= Tihomir Stojaković =

Serbian politician

Tihomir Stojaković (Тихомир Стојаковић; born 25 July 1985) is a Serbian politician. He served in the Assembly of Vojvodina from 2016 to 2020 and has been the mayor of Irig since August 2020. Stojaković is a member of the Serbian Progressive Party (SNS).

==Early life and career==
Stojaković was born in Novi Grad, in what was then the Socialist Federal Republic of Yugoslavia. He attended primary and secondary school in Irig and graduated from the University of Novi Sad's Faculty of Sport and Physical Education. He taught at the secondary school Borislav Mihajlović Mihiz from 2009 to 2013 and was director of the same institution from 2013 to 2016.

==Politician==
Stojaković served on Irig's municipal council (i.e., the executive branch of the municipal government) from 2012 to 2015 with responsibility for sports and youth. He joined the Serbian Progressive Party in 2014.
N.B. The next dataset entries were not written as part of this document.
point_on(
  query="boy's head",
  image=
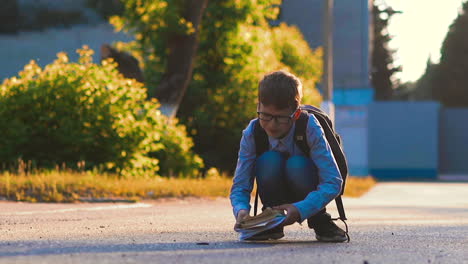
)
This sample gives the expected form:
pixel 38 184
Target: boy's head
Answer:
pixel 280 89
pixel 279 96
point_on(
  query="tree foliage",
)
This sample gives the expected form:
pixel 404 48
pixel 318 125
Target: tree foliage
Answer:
pixel 382 57
pixel 450 78
pixel 67 113
pixel 236 47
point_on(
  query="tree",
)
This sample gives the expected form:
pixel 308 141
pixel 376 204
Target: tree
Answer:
pixel 167 35
pixel 236 48
pixel 424 87
pixel 451 78
pixel 382 57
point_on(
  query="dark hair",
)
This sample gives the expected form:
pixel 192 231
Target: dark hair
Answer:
pixel 280 89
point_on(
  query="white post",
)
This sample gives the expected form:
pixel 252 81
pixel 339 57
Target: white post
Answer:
pixel 327 80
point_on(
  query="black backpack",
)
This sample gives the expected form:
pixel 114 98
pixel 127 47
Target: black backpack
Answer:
pixel 334 140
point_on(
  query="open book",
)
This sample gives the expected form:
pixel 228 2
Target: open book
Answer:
pixel 253 225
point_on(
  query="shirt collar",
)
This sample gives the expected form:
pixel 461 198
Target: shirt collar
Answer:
pixel 285 140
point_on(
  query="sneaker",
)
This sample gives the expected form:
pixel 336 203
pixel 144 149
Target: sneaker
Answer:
pixel 326 230
pixel 274 234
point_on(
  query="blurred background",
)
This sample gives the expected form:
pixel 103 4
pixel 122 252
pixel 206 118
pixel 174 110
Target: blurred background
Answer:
pixel 166 87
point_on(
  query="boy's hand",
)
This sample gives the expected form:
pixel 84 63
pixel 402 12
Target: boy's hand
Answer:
pixel 240 216
pixel 292 214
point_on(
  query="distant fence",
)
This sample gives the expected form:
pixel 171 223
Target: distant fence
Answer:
pixel 408 140
pixel 453 158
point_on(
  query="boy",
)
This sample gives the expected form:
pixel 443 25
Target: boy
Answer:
pixel 301 184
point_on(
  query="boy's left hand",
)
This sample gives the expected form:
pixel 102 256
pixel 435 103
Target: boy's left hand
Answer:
pixel 292 214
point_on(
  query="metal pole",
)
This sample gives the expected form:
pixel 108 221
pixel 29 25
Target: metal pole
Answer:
pixel 327 80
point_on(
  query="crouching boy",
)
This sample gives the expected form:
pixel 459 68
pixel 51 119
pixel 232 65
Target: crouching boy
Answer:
pixel 301 184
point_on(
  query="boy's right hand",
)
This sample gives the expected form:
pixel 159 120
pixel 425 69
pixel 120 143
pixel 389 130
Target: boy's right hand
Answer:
pixel 240 216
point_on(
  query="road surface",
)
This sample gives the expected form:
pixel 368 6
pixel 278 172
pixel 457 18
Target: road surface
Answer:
pixel 393 223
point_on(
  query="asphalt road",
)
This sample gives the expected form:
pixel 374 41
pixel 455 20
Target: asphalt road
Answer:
pixel 393 223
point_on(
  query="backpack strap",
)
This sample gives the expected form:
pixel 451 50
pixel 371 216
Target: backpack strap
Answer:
pixel 261 145
pixel 335 144
pixel 300 137
pixel 261 139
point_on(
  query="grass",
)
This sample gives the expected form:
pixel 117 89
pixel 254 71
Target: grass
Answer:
pixel 69 186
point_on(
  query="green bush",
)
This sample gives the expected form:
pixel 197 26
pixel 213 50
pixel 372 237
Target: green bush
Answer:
pixel 72 112
pixel 237 47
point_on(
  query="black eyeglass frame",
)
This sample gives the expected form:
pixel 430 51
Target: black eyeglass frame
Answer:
pixel 270 117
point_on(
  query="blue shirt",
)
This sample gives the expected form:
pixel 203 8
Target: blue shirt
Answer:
pixel 330 180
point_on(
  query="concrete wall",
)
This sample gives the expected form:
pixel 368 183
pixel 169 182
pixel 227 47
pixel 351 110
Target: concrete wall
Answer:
pixel 42 46
pixel 403 140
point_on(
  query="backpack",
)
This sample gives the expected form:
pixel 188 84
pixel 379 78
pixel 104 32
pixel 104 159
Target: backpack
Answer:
pixel 334 140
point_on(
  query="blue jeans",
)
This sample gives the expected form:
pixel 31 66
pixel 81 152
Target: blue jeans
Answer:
pixel 284 180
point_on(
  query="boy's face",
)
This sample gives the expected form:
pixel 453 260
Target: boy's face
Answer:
pixel 276 122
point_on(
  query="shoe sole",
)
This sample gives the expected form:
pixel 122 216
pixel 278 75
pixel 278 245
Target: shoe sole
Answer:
pixel 331 239
pixel 274 236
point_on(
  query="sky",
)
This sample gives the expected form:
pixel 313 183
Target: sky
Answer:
pixel 419 32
He appeared in the sixty-sixth position on the SNS's electoral list in the 2016 Vojvodina provincial election and narrowly missed direct election when the list won a majority victory with sixty-three out of 120 seats. He received a mandate on 18 July 2016 as the replacement for another party delegate and served for the next four years as a government supporter. In the assembly, he was a member of the committee on education and science and the committee on youth and sports. He did not seek re-election in 2020.

Stojaković led the SNS list for Irig in the 2020 Serbian local elections and was elected when the list won a majority victory with fifteen out of nineteen seats. He was chosen as mayor of the municipality on 24 August 2020.